Heavy rain and thunderstorms caused “devastating” flooding in the coastal village of Coverack in Cornwall on Tuesday, with about 50 homes and businesses affected. Met Office forecasters put in place a yellow warning, the lowest of the three weather warnings, for most of the rest of Wednesday and said that as much as two-thirds of a month’s average rainfall could come down in a few hours.
After Tuesday night’s thunderstorms, they said that “further, possibly severe storms may break out again this afternoon, probably focused over parts of north-east Wales, central and northern England”.

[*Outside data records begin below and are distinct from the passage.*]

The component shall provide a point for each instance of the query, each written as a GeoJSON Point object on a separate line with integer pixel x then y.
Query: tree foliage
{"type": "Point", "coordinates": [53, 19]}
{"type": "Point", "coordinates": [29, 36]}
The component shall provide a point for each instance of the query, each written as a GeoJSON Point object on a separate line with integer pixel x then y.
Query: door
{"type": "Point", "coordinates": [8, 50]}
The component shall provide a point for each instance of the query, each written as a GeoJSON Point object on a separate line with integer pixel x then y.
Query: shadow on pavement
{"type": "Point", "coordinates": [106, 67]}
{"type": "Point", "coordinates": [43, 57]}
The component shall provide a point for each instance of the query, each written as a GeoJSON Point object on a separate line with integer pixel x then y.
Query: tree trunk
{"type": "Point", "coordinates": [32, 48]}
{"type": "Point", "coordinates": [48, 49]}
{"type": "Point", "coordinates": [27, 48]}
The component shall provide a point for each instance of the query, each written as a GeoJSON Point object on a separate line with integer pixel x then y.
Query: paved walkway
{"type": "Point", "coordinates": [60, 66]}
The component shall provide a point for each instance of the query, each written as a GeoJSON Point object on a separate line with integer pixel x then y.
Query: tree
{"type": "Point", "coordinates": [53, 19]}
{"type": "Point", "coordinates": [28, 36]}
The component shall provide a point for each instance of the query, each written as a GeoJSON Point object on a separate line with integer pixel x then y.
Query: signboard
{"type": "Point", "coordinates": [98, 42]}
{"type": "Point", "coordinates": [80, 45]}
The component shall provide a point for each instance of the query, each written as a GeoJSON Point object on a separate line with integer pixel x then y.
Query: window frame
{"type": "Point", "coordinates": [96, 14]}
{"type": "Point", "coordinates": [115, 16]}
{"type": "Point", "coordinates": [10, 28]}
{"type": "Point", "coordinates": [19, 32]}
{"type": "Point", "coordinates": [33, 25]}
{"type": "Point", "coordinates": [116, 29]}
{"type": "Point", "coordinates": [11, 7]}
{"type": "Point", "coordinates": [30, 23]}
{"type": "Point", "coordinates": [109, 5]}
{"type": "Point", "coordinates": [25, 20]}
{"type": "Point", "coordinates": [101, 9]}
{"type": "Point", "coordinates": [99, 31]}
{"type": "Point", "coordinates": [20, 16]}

Forecasters added that, while some parts of England and Wales would escape the thunderstorms, there was a “chance of localised sudden flooding of homes, businesses and roads” in others. “Frequent lightning and large hail may be additional hazards, the latter bringing potential for disruption to power networks.”
The Met Office said the rainfall could reach 30mm in an hour in some places and more than 50mm in a two- or three-hour period. The average for the UK for the whole of July is 78.1mm.
A coastguard helicopter rescued two people in Coverack, and one witness described the flooding as “quite horrendous”. Residents and business owners were told that council financial reserves would be used to help fund repairs.
Adam Paynter, the leader of Cornwall council, told BBC Radio Cornwall: “With things like this, money won’t be a problem – we do have reserves we can use for this type of incident.
“It’s been absolutely unbelievable to see. I think it’s going to take a little while to get this sorted out and tidied up but obviously the main thing is that nobody’s been injured and everybody is OK in the village.
“The council and the emergency services have done a great job. They’ve been here all night to ensure that everybody is safe and they are doing what they can to make sure everything can get back to normal as soon as possible.”
The Cornwall fire and rescue service said crews remained in Coverack on Wednesday morning. “It is expected that the fire service will remain in attendance until midday, assisting the community,” it said.
The Midlands and the east of England could experience downpours on Wednesday morning, while north-east Wales and the north-west would bear the brunt this afternoon, Steven Keates from the Met Office said.
He said the thunderstorms would be “hit and miss” and that the showers should move through the country relatively quickly.
After a warm night, it was expected to remain hot on Wednesday for parts of eastern England, with temperatures in the low 30s celsius, Keates added.
Water had to be pumped out of some properties in Tunbridge Wells in Kent, the fire service said, after it received more than 60 999 calls in an hour. Crews from Kent fire and rescue service went out but, despite two of the calls stating that people were trapped inside properties, no rescues were needed.